This information is intended for use by health professionals

1. Name of the medicinal product

Mydrane 0.2 mg/ml + 3.1 mg/ml + 10 mg/ml solution for injection.

2. Qualitative and quantitative composition

1 ml of solution for injection contains 0.2 mg of tropicamide, 3.1 mg of phenylephrine hydrochloride and 10 mg of lidocaine hydrochloride.

One dose of 0.2 ml solution contains 0.04 mg of tropicamide, 0.62 mg of phenylephrine hydrochloride and 2 mg of lidocaine hydrochloride.

Excipient with a known effect: sodium (0.59 mg per dose; see section 4.4).

For the full list of excipients, see section 6.1.

3. Pharmaceutical form

Solution for injection.

Clear and slightly brownish-yellow solution practically free from visible particles.

pH: 6.9 - 7.5

Osmolality: 290 – 350 mosmol/kg

4. Clinical particulars
4.1 Therapeutic indications

Mydrane is indicated for cataract surgery to obtain mydriasis and intraocular anaesthesia during the surgical procedure.

Mydrane is indicated in adults only.

4.2 Posology and method of administration

Intracameral use. One ampoule for single eye use.
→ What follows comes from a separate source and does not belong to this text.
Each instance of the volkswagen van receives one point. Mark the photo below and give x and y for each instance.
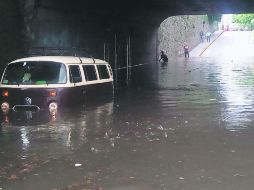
(49, 82)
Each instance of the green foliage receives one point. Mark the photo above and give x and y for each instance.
(246, 20)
Mydrane must be administered by an ophthalmic surgeon.

Posology

Mydrane should only be used in patients who have already demonstrated, at pre-operative assessment, a satisfactory pupil dilation with topical mydriatic therapy.

Adults:

Slowly inject, by intracameral route, 0.2 ml of Mydrane in one injection, at the start of the surgical procedure.

Special population

Elderly:

No dose adjustment is necessary.

Paediatric population:

The safety and efficacy of Mydrane in children aged 0 to 18 years have not been established.

Patients with renal impairment:

Considering the low dose and the very low systemic exposure (see section 5.2), no dose adjustment is necessary (see section 4.4).

Patients with hepatic impairment:

Considering the low dose and the very low systemic exposure (see section 5.2), no dose adjustment is necessary.

Method of administration

Intracameral use.

The following procedure should be followed:

1. Five minutes before performing the preoperative antiseptic procedure and the first incision, one to two drops of anaesthetic eye drops should be instilled in the eye.

2. At the beginning of surgery, 0.2 ml of Mydrane is slowly injected in only one injection by an ophthalmic surgeon, via intracameral route, through the side port or principal port.

For instructions on handling the medicinal product before administration, see section 6.6.

4.3 Contraindications

- Hypersensitivity to the active substances (tropicamide, phenylephrine hydrochloride and lidocaine hydrochloride) or to any of the excipients listed in section 6.1.

- Known hypersensitivity to anaesthetics of the amide type.

- Known hypersensitivity to atropine derivatives.

4.4 Special warnings and precautions for use

Special warnings:

The recommended dose is 0.2 ml of Mydrane; no additional dose should be injected as no significant add-on effect has been demonstrated, and as increased endothelial cell loss was observed.

Corneal endothelial toxicity has not been reported at the recommended dose of Mydrane; nevertheless, due to limited data, this risk cannot be excluded.

There is no clinical experience with Mydrane in:

- insulin-dependent or uncontrolled diabetic patients,

- patients with corneal disease, especially those with any coexisting endothelial cell impairment,

- patients with history of uveitis,

- patients with pupillary abnormalities or presenting an ocular traumatism,

- patients with very dark irides,

- cataract surgery when combined with corneal transplantation.

There is no experience in patients at risk of floppy iris syndrome with Mydrane. Such patients should benefit of a step-by-step pupil dilation strategy starting with the administration of mydriatic eye drops.

There is no clinical experience during cataract surgery with Mydrane in patients treated with topical mydriatics and for whom pupil constriction (or even miosis) occurs during surgery.

Mydrane is not recommended to be used in cataract surgery when combined with vitrectomy, due to the vasoconstricting effects of phenylephrine.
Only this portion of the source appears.